Comió con ferocidad. Puso las cosas sucias en la pileta pero no las lavó: tenía mucho sueño, ya llegaría el momento de lavar todo. Abrió la canilla para que el agua corriera y se fue para el dormitorio. No llegó. Antes de salir de la cocina el aceite de las suelas la hizo patinar y cayó al suelo. De cualquier manera se sentía muy cómoda en el suelo. Apoyó la cabeza en los mosaicos y se quedó dormida. La despertó el agua. Ligeramente aceitosa, el agua serpenteaba por la cocina, se ramificaba en sutiles hilos por las junturas de los mosaicos y, adelgazándose pero persistente, avanzaba hacia el comedor.

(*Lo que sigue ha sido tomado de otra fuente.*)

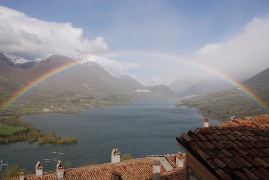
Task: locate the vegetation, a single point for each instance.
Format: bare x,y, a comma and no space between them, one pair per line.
12,129
9,130
126,157
13,171
234,102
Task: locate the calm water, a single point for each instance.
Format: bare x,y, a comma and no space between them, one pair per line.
142,128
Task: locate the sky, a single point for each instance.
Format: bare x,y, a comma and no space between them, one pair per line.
154,41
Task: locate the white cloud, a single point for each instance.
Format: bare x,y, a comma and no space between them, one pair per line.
243,55
31,37
112,66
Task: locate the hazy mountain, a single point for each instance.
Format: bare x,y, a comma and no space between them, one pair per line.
181,84
161,88
234,102
206,86
261,78
82,83
130,82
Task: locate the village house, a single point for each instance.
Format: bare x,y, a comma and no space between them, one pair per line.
237,149
156,167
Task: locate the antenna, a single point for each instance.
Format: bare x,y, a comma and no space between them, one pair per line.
1,164
56,158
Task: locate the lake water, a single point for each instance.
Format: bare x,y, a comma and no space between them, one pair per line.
141,128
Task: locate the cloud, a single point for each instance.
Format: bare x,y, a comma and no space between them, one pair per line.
26,36
243,55
114,67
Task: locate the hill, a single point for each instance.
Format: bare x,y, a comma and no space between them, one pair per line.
233,102
162,89
130,82
80,85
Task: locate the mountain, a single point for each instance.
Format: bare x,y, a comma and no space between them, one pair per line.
161,88
69,88
234,102
261,78
206,86
57,87
130,82
181,84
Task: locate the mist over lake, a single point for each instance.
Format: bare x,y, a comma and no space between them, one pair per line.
141,128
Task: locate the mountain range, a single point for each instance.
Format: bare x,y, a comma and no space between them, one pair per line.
235,102
85,83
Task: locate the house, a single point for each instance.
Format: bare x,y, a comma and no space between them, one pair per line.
155,167
237,149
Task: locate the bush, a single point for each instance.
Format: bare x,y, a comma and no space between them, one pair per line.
13,171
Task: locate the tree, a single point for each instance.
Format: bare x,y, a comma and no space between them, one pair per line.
126,157
13,171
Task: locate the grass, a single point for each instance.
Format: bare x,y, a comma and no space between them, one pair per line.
9,130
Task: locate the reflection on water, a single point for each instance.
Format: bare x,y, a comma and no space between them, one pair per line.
141,128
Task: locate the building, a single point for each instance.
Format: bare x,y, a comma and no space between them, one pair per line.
237,149
156,167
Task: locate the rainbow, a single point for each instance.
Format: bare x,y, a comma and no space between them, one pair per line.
34,83
204,67
11,100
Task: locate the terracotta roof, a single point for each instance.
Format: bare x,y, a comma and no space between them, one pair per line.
134,169
237,149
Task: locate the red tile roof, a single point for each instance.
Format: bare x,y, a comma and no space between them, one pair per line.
134,169
234,149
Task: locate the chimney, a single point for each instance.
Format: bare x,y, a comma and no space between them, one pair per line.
115,176
21,175
39,169
206,123
59,170
180,159
115,156
156,170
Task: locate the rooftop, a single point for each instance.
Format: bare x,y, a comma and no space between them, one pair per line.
237,149
139,168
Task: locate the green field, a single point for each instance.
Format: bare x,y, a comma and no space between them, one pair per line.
9,130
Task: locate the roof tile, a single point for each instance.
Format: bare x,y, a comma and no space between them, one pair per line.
249,174
238,149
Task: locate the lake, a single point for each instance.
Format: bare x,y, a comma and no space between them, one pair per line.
142,128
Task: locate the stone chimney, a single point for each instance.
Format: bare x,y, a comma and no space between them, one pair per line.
21,175
115,156
115,176
180,159
156,170
39,169
59,170
206,123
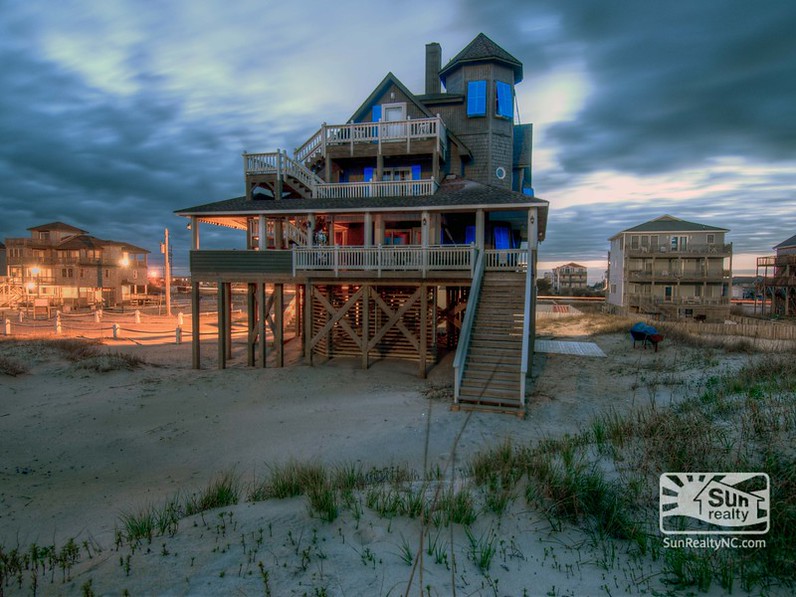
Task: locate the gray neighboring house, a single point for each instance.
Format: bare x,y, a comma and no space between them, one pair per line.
670,269
778,279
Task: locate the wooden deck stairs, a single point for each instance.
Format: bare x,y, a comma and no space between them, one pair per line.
10,295
491,378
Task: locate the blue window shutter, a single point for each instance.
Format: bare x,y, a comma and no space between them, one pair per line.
505,105
376,118
476,98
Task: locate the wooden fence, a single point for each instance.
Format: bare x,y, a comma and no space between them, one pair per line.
764,330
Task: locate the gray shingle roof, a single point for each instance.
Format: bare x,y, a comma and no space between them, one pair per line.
483,49
57,226
671,224
791,242
452,195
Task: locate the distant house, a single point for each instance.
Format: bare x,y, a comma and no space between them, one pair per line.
569,277
68,267
777,274
669,268
388,224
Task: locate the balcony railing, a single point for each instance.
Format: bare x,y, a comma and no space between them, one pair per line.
357,190
715,249
373,133
646,301
384,258
669,277
776,261
376,260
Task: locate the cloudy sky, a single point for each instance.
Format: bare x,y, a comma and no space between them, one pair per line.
113,114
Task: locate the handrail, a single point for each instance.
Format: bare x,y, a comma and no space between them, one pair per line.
393,188
467,327
279,161
383,258
526,326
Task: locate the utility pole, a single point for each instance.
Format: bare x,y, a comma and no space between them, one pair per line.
164,248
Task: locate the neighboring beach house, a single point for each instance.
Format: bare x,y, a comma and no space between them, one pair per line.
63,266
409,230
777,275
671,269
569,277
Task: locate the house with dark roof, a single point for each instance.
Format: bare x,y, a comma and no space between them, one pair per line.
569,278
68,268
669,268
777,280
406,232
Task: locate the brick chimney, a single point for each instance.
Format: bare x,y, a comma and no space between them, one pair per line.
433,66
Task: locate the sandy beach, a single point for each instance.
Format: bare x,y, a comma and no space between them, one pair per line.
82,447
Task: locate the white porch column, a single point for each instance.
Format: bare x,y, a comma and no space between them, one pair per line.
368,229
480,228
310,229
194,233
262,229
279,241
533,228
378,220
425,228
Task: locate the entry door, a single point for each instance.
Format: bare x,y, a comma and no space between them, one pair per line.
393,113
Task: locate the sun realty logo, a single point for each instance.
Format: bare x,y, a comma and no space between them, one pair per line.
714,503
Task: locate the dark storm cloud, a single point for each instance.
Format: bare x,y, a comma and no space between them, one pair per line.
114,165
580,233
673,83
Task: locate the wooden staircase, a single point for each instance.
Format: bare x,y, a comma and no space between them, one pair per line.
10,295
491,379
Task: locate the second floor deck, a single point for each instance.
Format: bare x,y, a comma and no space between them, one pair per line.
353,262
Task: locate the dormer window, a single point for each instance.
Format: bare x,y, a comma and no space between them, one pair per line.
504,102
476,98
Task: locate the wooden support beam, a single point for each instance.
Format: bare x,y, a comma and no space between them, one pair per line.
196,324
395,319
365,325
279,332
251,322
297,316
337,316
308,322
262,305
222,336
423,329
228,318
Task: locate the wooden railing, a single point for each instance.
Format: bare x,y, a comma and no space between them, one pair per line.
527,314
279,164
506,259
776,260
372,132
694,249
380,259
673,277
463,345
692,301
357,190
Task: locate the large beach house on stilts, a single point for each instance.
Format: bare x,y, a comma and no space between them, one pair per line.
408,230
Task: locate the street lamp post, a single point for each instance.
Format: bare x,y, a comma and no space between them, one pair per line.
123,262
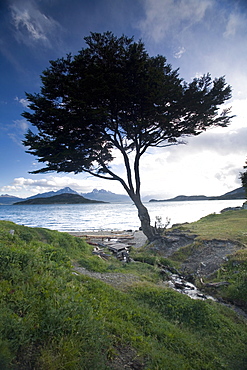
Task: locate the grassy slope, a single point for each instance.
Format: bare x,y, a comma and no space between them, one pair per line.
53,319
231,225
228,225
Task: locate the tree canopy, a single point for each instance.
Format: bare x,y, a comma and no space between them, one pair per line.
113,96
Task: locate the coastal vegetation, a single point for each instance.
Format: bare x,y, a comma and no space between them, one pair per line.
112,97
53,317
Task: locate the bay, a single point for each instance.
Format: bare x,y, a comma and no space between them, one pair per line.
109,216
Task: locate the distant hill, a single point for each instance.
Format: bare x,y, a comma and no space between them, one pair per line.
6,199
64,198
238,193
107,196
65,190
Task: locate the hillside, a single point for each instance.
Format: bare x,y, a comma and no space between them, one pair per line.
238,193
54,316
6,199
64,198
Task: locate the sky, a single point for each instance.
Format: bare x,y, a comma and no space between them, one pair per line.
196,36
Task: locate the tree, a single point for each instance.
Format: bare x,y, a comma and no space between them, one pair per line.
243,177
114,96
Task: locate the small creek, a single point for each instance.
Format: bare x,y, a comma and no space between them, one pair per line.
179,284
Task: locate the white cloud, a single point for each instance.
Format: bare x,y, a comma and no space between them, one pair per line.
170,17
22,101
236,22
31,25
178,54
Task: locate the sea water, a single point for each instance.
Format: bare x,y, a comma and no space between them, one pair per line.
109,216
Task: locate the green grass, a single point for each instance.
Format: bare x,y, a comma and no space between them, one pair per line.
51,319
228,225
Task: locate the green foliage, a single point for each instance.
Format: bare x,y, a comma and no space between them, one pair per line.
234,271
227,225
243,177
52,319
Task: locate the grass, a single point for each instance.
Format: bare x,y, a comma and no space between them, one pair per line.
51,319
228,225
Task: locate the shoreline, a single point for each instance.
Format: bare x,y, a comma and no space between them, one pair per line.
136,237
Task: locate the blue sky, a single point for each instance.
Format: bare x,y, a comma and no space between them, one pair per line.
196,36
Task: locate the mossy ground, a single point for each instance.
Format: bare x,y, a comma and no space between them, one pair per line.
52,319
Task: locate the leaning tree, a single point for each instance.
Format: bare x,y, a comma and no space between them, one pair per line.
111,97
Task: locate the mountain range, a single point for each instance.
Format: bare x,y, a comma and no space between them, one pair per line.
62,198
238,193
109,197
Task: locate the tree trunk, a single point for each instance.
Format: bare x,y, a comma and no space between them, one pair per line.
144,217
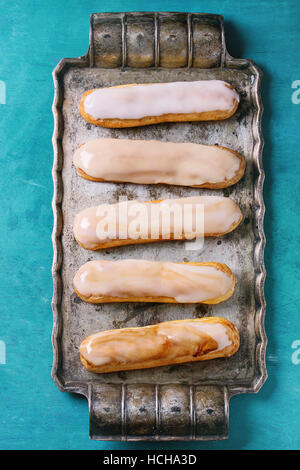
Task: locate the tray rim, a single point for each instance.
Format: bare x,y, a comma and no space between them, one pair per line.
260,272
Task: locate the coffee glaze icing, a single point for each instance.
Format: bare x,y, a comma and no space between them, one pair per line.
154,281
134,102
154,162
165,343
221,215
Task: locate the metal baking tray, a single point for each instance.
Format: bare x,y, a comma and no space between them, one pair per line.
178,402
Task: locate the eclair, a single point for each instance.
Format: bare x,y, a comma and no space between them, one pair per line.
131,222
152,103
155,162
172,342
130,280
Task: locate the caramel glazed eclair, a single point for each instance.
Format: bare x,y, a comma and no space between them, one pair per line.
142,104
131,222
155,162
131,280
172,342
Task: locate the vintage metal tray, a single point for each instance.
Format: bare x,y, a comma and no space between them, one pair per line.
189,401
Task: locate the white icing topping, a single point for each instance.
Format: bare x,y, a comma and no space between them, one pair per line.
152,162
141,278
165,341
220,214
138,101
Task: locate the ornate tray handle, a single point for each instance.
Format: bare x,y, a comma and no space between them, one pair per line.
162,412
156,40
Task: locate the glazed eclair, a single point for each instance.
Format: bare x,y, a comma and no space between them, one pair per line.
166,343
132,280
155,162
142,104
132,222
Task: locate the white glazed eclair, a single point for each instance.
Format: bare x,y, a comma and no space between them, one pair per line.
142,104
155,162
132,280
132,222
172,342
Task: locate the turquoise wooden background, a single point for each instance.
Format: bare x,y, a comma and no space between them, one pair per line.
34,35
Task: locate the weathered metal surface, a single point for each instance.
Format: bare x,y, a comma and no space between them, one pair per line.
187,401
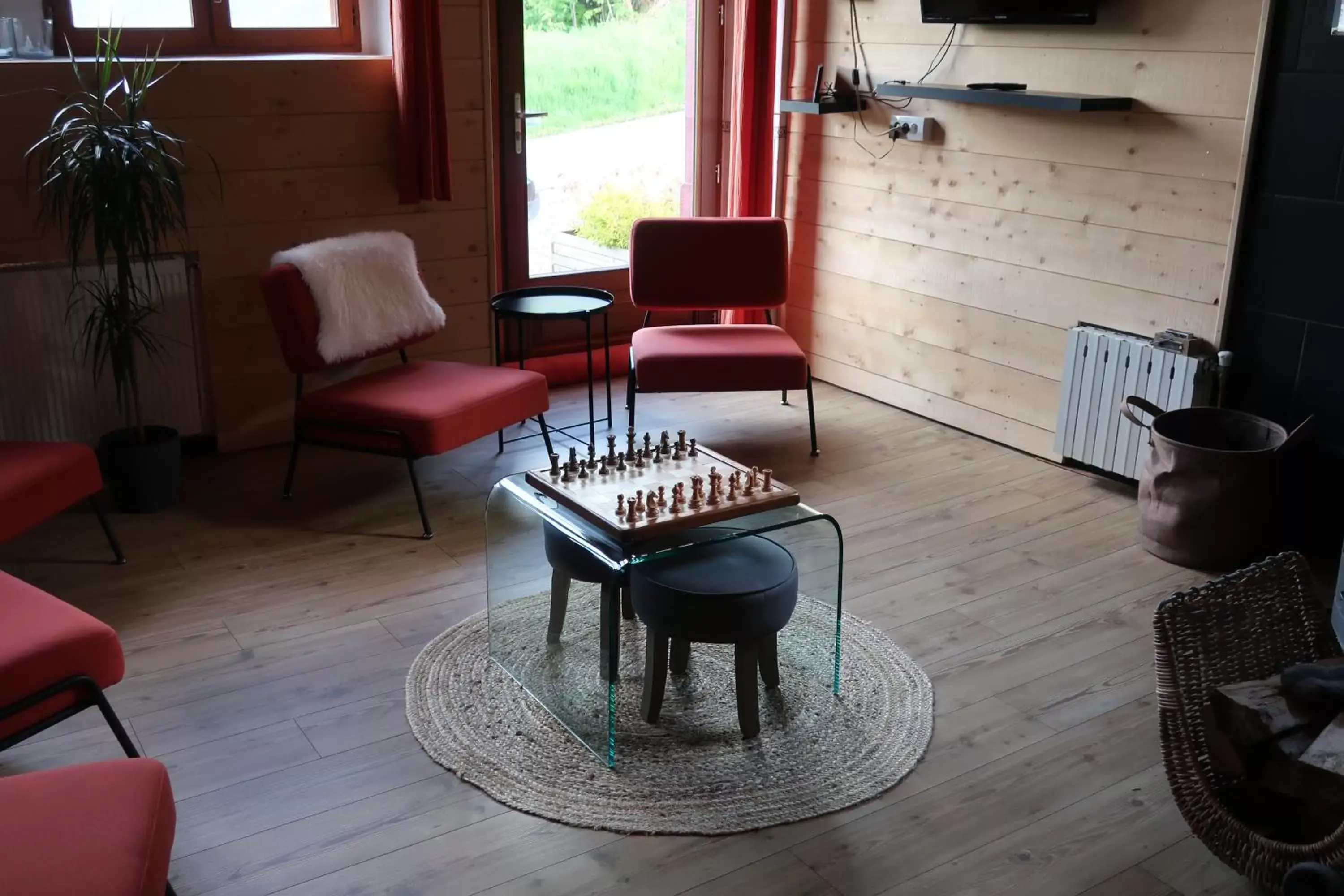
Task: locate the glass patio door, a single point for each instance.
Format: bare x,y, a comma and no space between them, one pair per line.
599,127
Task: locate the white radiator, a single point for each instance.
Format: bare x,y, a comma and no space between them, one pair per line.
1104,367
47,393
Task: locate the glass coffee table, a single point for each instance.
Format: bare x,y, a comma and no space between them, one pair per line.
554,594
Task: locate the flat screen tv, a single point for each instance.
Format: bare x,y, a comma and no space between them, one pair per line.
1037,13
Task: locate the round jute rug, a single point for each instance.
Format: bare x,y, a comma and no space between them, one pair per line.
693,773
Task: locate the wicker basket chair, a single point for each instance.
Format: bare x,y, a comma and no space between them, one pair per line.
1242,626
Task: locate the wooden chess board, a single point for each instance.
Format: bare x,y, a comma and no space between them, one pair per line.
594,497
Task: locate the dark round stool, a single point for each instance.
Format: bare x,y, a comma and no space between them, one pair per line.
741,593
572,562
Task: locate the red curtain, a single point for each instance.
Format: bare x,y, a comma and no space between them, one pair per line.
752,131
421,119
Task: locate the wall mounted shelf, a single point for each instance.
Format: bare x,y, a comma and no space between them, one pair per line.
1025,99
824,108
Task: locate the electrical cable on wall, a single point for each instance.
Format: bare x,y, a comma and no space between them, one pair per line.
859,54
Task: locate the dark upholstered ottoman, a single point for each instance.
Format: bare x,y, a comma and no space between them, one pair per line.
569,562
741,593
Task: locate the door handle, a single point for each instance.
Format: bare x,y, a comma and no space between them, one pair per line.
519,119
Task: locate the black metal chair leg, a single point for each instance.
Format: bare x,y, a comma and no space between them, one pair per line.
812,418
546,436
420,500
123,738
289,473
107,530
629,393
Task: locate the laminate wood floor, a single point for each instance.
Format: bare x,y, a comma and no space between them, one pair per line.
268,642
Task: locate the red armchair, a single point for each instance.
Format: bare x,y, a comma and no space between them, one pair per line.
56,660
103,829
705,264
414,410
39,480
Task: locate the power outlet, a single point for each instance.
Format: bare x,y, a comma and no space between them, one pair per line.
916,128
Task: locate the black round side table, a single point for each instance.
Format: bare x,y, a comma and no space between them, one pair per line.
557,303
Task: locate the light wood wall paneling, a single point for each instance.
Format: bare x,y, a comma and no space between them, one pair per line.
943,276
1034,295
961,378
1167,265
1133,25
1183,207
1012,342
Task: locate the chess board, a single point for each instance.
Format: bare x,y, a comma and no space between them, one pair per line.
594,497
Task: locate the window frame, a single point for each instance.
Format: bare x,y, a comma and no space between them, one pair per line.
211,34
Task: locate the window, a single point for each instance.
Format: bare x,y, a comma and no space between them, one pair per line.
213,26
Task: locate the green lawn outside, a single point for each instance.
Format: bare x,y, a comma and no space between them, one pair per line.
607,73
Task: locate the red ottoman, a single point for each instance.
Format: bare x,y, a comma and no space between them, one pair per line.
104,829
54,661
39,480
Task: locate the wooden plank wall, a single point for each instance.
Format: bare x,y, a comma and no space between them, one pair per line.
307,150
941,277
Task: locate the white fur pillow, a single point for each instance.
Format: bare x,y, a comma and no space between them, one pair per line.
367,291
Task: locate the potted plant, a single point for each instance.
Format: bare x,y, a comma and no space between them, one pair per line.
112,182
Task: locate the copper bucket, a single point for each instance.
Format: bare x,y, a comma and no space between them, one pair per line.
1211,492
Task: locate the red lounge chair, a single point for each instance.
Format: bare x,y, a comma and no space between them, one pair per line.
414,410
39,480
705,264
103,829
56,660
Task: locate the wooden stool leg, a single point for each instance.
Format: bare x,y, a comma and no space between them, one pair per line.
681,656
745,671
771,660
560,603
609,636
655,675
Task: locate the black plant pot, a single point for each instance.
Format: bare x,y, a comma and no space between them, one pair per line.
143,477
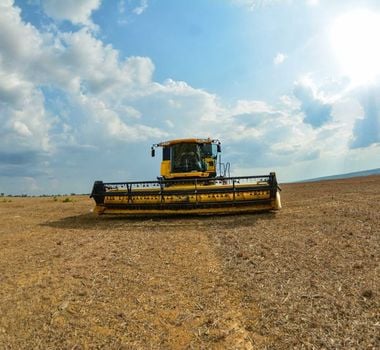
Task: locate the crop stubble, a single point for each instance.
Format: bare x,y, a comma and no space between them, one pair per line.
305,277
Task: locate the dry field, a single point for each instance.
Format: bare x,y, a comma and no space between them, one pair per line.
306,277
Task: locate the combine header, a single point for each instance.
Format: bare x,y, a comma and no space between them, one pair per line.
193,181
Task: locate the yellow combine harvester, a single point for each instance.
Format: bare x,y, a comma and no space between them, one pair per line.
193,181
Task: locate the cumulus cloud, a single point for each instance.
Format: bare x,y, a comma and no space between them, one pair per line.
367,128
70,101
279,58
75,11
316,109
138,10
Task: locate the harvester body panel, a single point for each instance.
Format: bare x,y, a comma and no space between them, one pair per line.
188,185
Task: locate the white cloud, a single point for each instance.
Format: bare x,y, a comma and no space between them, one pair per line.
312,2
111,105
141,8
75,11
279,58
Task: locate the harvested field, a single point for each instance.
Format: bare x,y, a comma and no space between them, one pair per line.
306,277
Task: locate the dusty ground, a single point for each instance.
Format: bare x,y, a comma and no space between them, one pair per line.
304,278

A Margarita le dolía un poco la cabeza. Hundió su mano en el agua y se refrescó las sienes. Torció el cuello, sacó la lengua todo lo que le fue posible, y consiguió beber: ahora ya se sentía mejor. Un poco descompuesta, nomás, pero le faltaban fuerzas para levantarse e ir al baño. Todo estaba ya bastante sucio de todos modos. No debía ensuciarse el vestidito. Margarita tenía seis años y no debía ensuciarse el vestidito. Ni las rodillas. Debía tener mucho cuidado de no ensuciarse las rodillas. Hasta que al caer la noche una voz gritaba: ¡a bañarse!, entonces ella corría frenéticamente al fondo de la casa, se revolcaba en la tierra, se llenaba el pelo y las uñas y las orejas de tierra, ella debía sentir que estaba sucia, que cada recoveco de su cuerpo estaba sucio para poder hundirse después en el baño purificador, el baño que arrastrará toda la mugre del cuerpo de Margarita y la dejará blanca y radiante como un pimpollo. ¿Hay pimpollos de margarita, mamá? Sintió una inefable sensación de bienestar. Se corrió un poco del lugar donde estaba tendida y tuvo ganas de reírse. Su dedo señaló un punto, próximo a ella, sobre el suelo. Caca, dijo. Su dedo se hundió voluptuosamente y después escribió su nombre en el piso. Margarita. Pero sobre el mosaico rojo no se notaba bien. Se levantó, ahora sin esfuerzo, y escribió sobre la pared. Mierda. Firmó: Margarita. Después envolvió toda la leyenda en un gran corazón. Una corriente en la espalda la hizo estremecer. El viento. Entraba por las ventanas abiertas, arrastraba el polvo de la calle, arrastraba la basura del mundo que se adhería a las paredes y a su nombre escrito en las paredes y a su corazón, se mezclaba con el agua que corría en el comedor, entraba por su nariz y por sus orejas y por sus ojos, le ensuciaba el vestidito.
Cinco días después, un luminoso día de sol con el cielo gloriosamente azul y pájaros cantando, el marido de Margarita se detuvo ante un puesto de flores.
–Margaritas –le dijo al puestero–. Las más blancas. Muchas margaritas.
Y con el ramo enorme caminó hasta su casa. Antes de introducir la llave hizo una travesura, un gesto pícaro y colmado de amor, digno de ser contemplado por una esposa amante que estuviera espiando detrás de los visillos: se chupó el dedo índice y, levantándolo como un estandarte, analizó la dirección del viento. Venía del norte. De modo que el hombre, dócilmente, alegremente, paladeando de antemano el inigualable sabor de la reconciliación, dio la vuelta a su casa. Silbando una canción festiva abrió la puerta. Un chapoteo blando, gorgoteante, le llegó desde la cocina.